Construit au début des années 1990 au sein des Ateliers et Chantiers du Havre, le Club Med 2 est depuis reconnu comme un fleuron de la navigation de plaisance à la française. C’est à l’occasion de la convention annuelle du Cediv, rassemblant agents de voyages et partenaires, que nous avons posé nos valises à bord de ce géant des mers. Dès l’embarquement, l’accueil donne le ton : le chef de village, Adrien Gailhac, accueille les passagers avec enthousiasme, dans la tradition des mythiques clubs de vacances. Serviette humide, coupe de champagne, puis on nous donne l’accès à notre cabine. Fidèle à l’esthétique de la marque au trident, c’est à l’aide d’un bracelet que nous pourrons en ouvrir la porte.
Navigation en Méditerranée
Ses dimensions impressionnent et rassurent à la fois. Avec ses 187 mètres de long et ses cinq mâts vertigineux qui déploient plus de 2500 mètres carrés de voilure automatisée, il offre une silhouette reconnaissable entre toutes. Si le navire diffère des bateaux de croisière les plus classiques, il ne confère toutefois pas une impression de voilier d’antan : ses cinq voiles, automatisées, ne seront que peu hissées dans les eaux calmes de la Méditerannée. Le bateau surpasse allègrement les yachts privés classiques, mais reste indéniablement un navire à taille humaine : le voilier peut accueillir jusqu’à 328 passagers, encadrés par 207 membres d’équipage. Un ratio qui garantit un service attentif et personnalisé – une promesse de la gamme Exclusive Collection du voyagiste.
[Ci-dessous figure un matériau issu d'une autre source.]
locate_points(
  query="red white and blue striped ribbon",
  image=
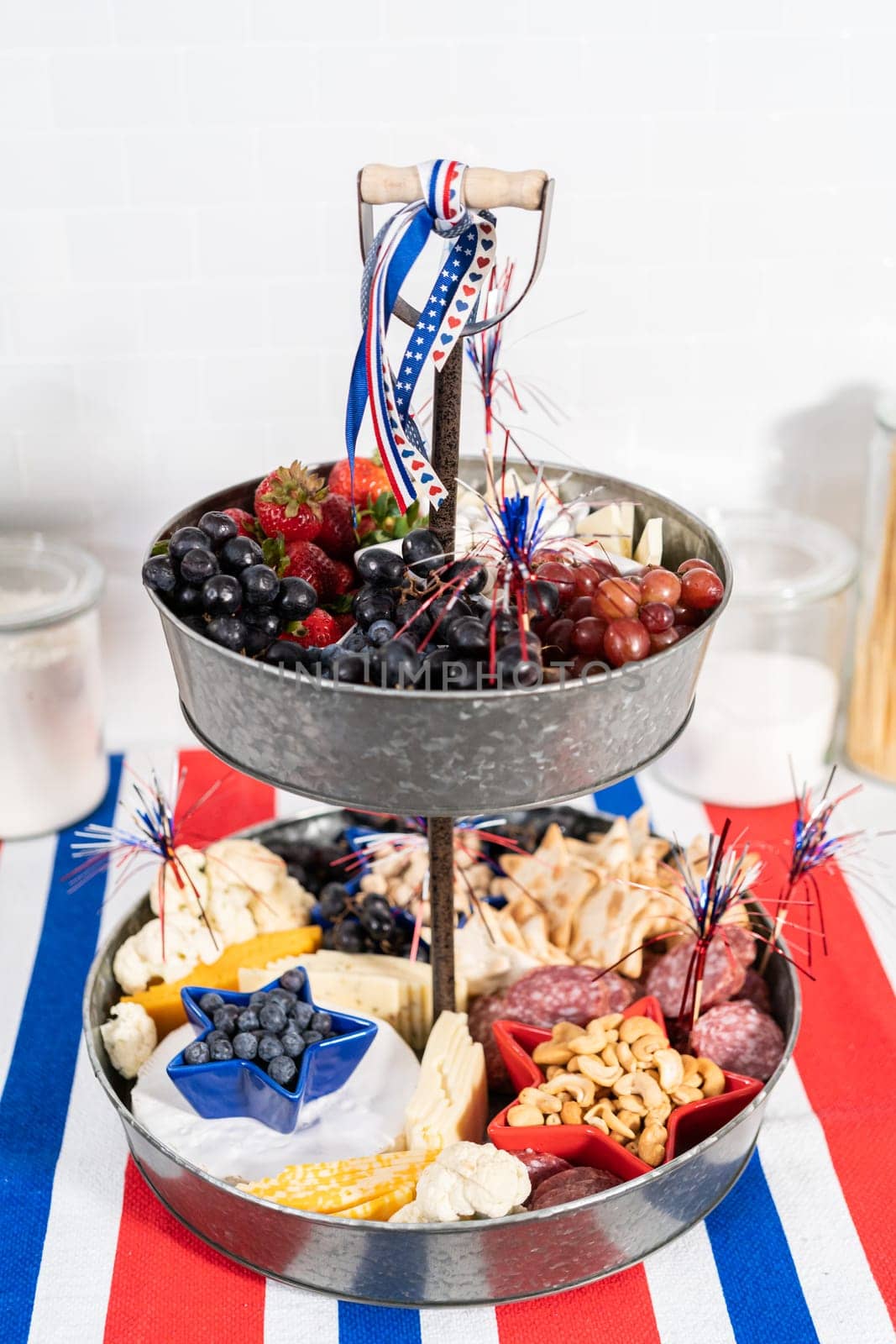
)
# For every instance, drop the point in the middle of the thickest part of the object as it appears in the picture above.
(802, 1250)
(466, 260)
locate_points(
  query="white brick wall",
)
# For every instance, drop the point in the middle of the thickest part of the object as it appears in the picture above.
(179, 261)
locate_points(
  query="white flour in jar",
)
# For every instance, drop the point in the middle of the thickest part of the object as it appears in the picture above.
(53, 764)
(755, 712)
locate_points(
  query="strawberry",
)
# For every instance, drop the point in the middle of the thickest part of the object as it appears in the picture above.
(305, 561)
(244, 522)
(369, 480)
(338, 535)
(289, 503)
(344, 578)
(317, 629)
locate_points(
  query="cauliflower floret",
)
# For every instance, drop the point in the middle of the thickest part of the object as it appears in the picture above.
(285, 906)
(140, 958)
(181, 885)
(470, 1179)
(244, 864)
(129, 1038)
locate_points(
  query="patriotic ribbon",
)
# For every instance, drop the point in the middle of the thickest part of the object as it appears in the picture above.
(466, 260)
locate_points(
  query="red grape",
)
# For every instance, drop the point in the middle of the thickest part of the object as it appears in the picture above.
(587, 636)
(694, 564)
(625, 642)
(558, 638)
(562, 577)
(701, 589)
(663, 638)
(656, 616)
(661, 586)
(579, 608)
(616, 598)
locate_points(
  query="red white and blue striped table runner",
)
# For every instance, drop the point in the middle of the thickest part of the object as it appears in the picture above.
(802, 1250)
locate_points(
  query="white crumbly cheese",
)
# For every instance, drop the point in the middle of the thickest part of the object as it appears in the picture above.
(140, 958)
(468, 1180)
(129, 1038)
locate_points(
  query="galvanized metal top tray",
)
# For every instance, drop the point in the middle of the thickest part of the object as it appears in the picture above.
(436, 1265)
(446, 753)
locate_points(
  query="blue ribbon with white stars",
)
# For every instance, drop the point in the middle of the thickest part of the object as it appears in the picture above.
(468, 259)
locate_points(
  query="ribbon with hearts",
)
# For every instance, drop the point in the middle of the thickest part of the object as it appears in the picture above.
(466, 260)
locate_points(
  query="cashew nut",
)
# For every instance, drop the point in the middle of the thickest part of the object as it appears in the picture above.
(634, 1027)
(600, 1073)
(671, 1068)
(642, 1085)
(540, 1099)
(524, 1116)
(577, 1085)
(551, 1053)
(714, 1079)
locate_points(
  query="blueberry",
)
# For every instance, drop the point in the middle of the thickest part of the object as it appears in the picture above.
(285, 998)
(248, 1019)
(239, 553)
(379, 566)
(271, 1016)
(259, 585)
(291, 1042)
(222, 595)
(244, 1046)
(159, 575)
(296, 598)
(382, 632)
(184, 539)
(197, 564)
(333, 900)
(288, 655)
(469, 638)
(226, 1018)
(228, 632)
(422, 551)
(187, 601)
(282, 1070)
(302, 1015)
(293, 980)
(269, 1047)
(217, 528)
(349, 669)
(196, 1053)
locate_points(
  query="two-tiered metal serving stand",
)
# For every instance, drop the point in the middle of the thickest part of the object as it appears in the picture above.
(443, 754)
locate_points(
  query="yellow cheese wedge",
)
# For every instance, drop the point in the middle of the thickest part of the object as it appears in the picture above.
(342, 1186)
(450, 1100)
(163, 1001)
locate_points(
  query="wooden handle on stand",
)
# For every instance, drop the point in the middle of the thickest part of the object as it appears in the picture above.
(484, 188)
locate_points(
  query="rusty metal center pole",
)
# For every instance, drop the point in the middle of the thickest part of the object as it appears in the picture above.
(446, 444)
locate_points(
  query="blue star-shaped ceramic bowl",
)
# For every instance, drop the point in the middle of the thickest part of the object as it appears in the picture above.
(242, 1088)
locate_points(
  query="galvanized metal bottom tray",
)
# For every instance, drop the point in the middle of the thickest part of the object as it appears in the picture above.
(439, 1265)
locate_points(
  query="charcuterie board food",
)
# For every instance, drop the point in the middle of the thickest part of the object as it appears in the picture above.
(419, 1126)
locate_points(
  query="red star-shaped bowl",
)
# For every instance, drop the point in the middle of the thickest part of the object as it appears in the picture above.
(584, 1144)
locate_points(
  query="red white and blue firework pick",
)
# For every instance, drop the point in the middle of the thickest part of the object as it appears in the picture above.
(149, 839)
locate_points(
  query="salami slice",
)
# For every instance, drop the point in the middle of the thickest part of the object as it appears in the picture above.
(575, 1183)
(558, 994)
(757, 991)
(739, 1038)
(723, 976)
(542, 1166)
(483, 1012)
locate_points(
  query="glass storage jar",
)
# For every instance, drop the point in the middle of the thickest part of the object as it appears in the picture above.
(871, 739)
(768, 692)
(53, 763)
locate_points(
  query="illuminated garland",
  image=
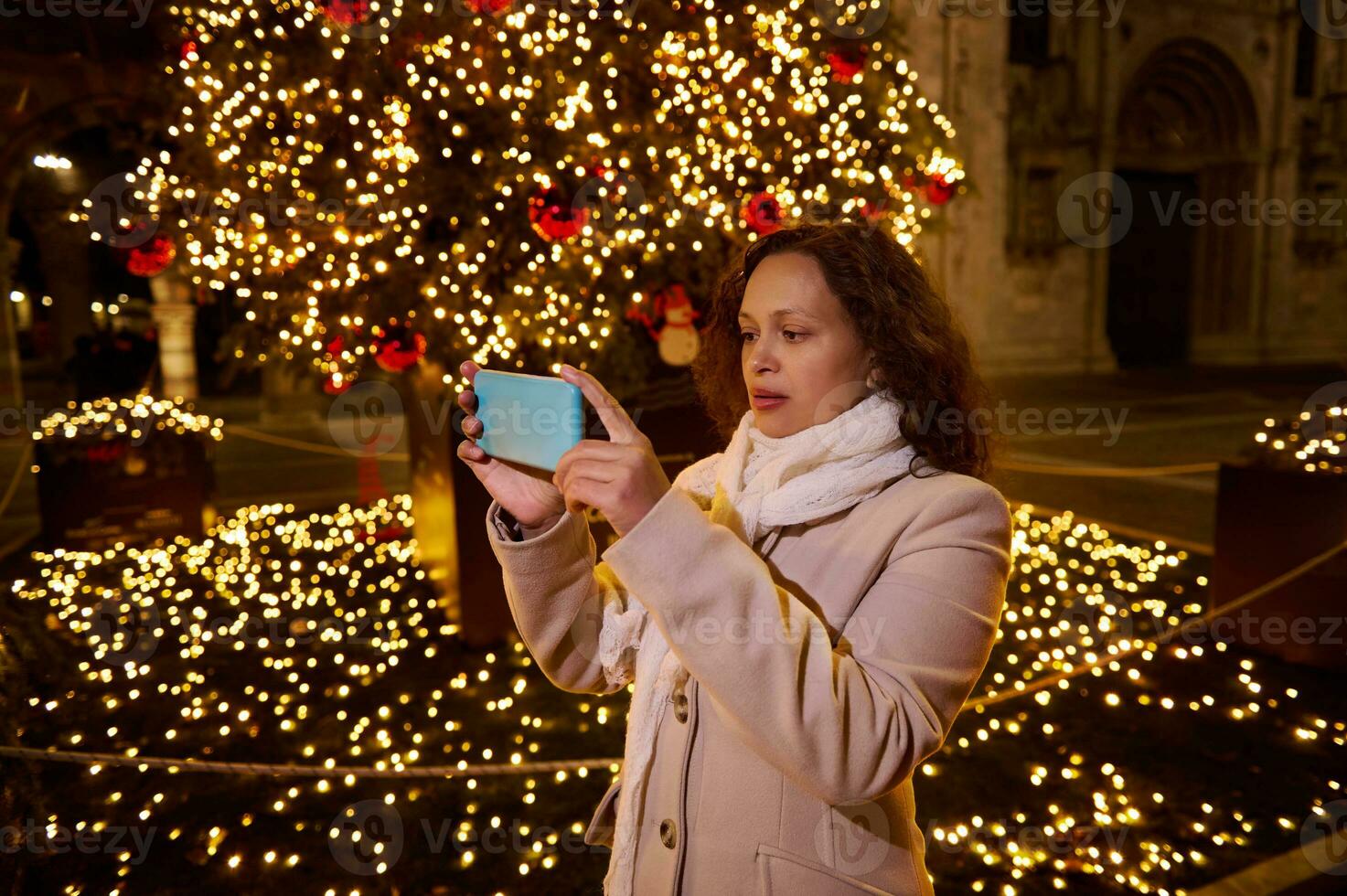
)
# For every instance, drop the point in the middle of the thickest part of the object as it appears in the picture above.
(1316, 440)
(128, 417)
(509, 178)
(314, 639)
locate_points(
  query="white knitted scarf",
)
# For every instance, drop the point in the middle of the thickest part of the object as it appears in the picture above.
(757, 484)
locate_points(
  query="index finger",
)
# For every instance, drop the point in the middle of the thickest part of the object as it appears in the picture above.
(618, 424)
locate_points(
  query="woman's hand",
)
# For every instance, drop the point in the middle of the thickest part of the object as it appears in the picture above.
(526, 492)
(621, 477)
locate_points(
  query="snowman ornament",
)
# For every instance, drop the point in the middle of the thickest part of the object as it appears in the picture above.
(678, 337)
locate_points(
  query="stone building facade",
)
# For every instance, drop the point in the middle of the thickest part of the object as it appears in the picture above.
(1155, 182)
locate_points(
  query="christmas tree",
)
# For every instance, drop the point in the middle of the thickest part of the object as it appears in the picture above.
(511, 181)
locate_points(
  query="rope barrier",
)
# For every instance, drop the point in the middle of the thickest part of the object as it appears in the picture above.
(1109, 472)
(256, 435)
(1247, 597)
(304, 771)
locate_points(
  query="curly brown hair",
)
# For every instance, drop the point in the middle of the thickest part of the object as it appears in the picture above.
(919, 347)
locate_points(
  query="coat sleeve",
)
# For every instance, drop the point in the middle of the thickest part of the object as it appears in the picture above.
(845, 722)
(561, 599)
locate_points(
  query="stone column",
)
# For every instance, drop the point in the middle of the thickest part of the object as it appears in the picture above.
(11, 379)
(176, 318)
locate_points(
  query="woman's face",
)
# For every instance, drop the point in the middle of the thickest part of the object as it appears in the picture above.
(796, 341)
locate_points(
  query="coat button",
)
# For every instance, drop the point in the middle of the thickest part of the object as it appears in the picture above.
(668, 833)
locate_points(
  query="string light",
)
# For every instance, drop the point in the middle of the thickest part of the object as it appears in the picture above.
(314, 639)
(1316, 440)
(387, 162)
(127, 415)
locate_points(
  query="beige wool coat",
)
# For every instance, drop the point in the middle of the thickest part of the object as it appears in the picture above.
(825, 665)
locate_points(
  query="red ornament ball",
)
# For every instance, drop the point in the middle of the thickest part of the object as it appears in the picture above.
(763, 215)
(333, 387)
(398, 347)
(848, 61)
(347, 13)
(489, 7)
(554, 218)
(153, 258)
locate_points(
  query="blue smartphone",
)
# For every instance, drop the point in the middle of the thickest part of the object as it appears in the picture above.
(529, 420)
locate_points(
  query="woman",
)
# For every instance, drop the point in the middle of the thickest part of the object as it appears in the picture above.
(803, 613)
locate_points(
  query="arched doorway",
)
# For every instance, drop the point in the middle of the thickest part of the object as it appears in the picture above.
(1185, 139)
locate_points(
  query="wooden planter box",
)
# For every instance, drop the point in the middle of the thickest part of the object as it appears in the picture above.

Durant la saison estivale, s’étendant d’avril à novembre, le navire jette l’ancre dans les eaux bleues de la mer Méditerranée. C’est sur ce bassin que nous avons navigué, profitant de la fluidité du bateau sur une mer clémente. Il propose des itinéraires très variés allant de la mini-croisière de trois jours à des séjours d’exploration d’une semaine complète, le long des côtes italiennes, grecques ou corses.
L’hiver venu, le voilier met le cap sur les eaux chaudes des Caraïbes et de l’Amérique du Sud. La transition entre ces deux zones s’effectue au travers de deux grandes croisières transatlantiques annuelles. Grâce à son faible tirant d’eau (cinq mètres), le voilier s’approche au plus près des côtes. Lors des escales, les « Beachers » (deux petits bateaux-navettes dédiés) assurent des transferts réguliers vers le rivage. Une organisation bien rodée qui permet de débarquer rapidement, les pieds dans le sable ou sur les quais de petits ports inaccessibles aux gros paquebots.